Billy shook his head.
“I told you before. That woman is fucking crazy.... That whole little group around her is crazy... That's why they're with her... You need to stop fucking her, Billy. I hate to put it like that, that starkly, but, I mean that's what it is. That what keeps putting the hope in her heart. A lot of this is your own fault.” She cleared her throat, pulled a few grass blades from the ground and fed them into the fire.
“I know,” Billy said. His voice was muffled, head hanging between his hands. He felt her hand nudge his elbow. He looked up and it was outstretched. He looked puzzled. He took her hand and she pulled him from the ground. They began walking away, out past the circles of firelight.
“You're my friend, Billy. You're not the one for me. But you're fucking that woman because you think it's the best you can do, like it's what there is for you, what you're supposed to do, and that is bullshit, Billy. Bullshit.”
“Jesus, Beth.”
She laughed. “I got a mouth on me, I know, but Billy, tell me I'm wrong... Tell me I got it all wrong.”
“I can't... I can't.”
They walked as she talked, the softness of her hand pulling him farther. Within seconds they were beyond the circle of firelight and she stopped, her arms coming around him as she kissed him softly, fully on his lips.
“Beth,” he breathed.
“Just come with me... Stop thinking, Billy,” she told him. Her mouth found his again and he stopped thinking.
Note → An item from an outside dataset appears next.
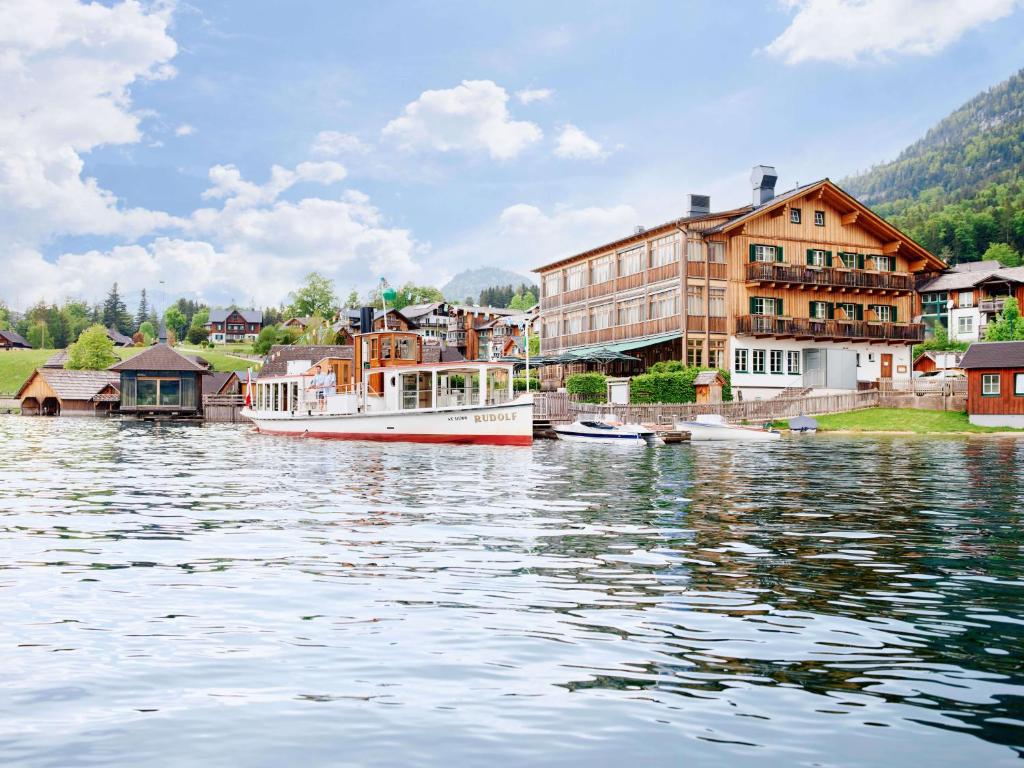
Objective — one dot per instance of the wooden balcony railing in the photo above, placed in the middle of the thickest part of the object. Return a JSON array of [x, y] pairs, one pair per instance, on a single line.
[[845, 280], [806, 328]]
Her hands worked at his pants zipper and he found his own hands had already solved that problem as he pushed her jeans down past her knees. His mouth found the hard plane of her stomach a second later, and her hand began to stroke the hair of his head, pulling him closer as he planted little kisses up across her breasts, teasing her nipples, and then back down.
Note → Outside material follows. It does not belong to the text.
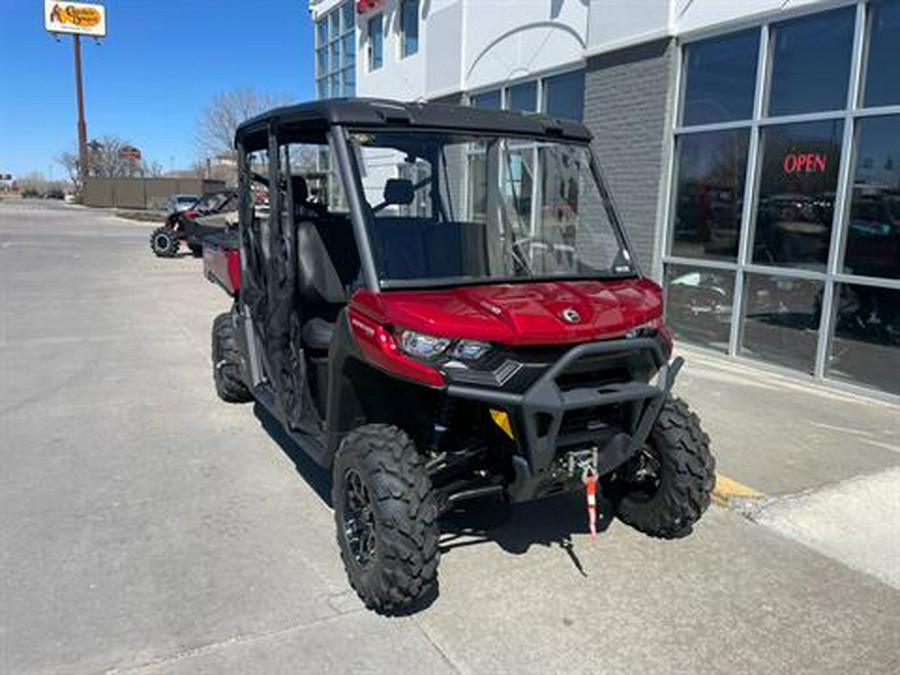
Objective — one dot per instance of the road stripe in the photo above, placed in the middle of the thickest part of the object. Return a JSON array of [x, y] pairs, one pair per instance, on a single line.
[[728, 489]]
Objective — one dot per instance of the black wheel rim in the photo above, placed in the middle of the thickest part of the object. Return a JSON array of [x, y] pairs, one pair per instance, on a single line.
[[640, 477], [359, 520]]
“Don't you take this the wrong way, Billy Jingo,” she breathed. “Don't you do it,” she whispered as she pulled him down to the ground. “Come down here with me...”
~
Jamie watched them walk from the firelight into the darkness. Her heart sank with one huge jolt. She had been tempted to chase after them, but she knew that Beth did not want Billy in the way that she wanted him, needed him, so she was sure that it was not for that reason they had walked away. She did not know the reason though and it bothered her as she thought about it. What other reason could there be? Did you walk off into the darkness to d
iscuss leaving this camp? Is that how it worked? Really? She stood, arms folded and watched the stars do their slow dance as her tears began to spill across her cheeks.
As the minutes passed she became more convinced that Beth did want him, always had. That it was all some sort of evil joke they had decided to play on her. On the wind she heard a woman cry out, nearby a couple laughed softly. A sob caught in her throat as she realized the truth. She tried to get her emotions under control, but she failed. She stood, head bowed, one hand across her eyes.
“Jamie?” A barely spoken question.
She raised her eyes to see Winston standing close to her.
“Are you okay, Jamie?” he asked in his halting old man's voice: A slight quiver mixed with a raspy edge; a voice that seemed nearly used up.
She caught herself as fast as she could. “Okay.... I'm okay.... Overtired,” she brushed at her eyes and tried not to look directly at him. “I'll be fine..., A little sleep,” she told him as she turned and walked away. She patted his arm affectionately as she passed by him. A few moments later she pulled the canvas flaps shut on the tent, tied them from the inside, blew out the lantern and lay down on her sleeping bag. She let the tears come full force, losing herself in them.
For a moment she told herself that she had no one to blame, save herself. That Billy had told her time and time again that he didn't feel the same for her as she did for him, but she convinced herself just as quickly that it couldn't be true. Could not, because a man didn't sleep with a woman he didn't love, did he? At least care for? Of course not. It was stupid to think that he didn't care about her. Beth had done this... Beth had taken him away.
Winston stood outside the tent looking down at the small pile of belongings Jamie had placed outside before she had pulled the canvas opening shut. He stood for just a few moments wondering what it might mean for him, for all of them, and then he walked away into the night.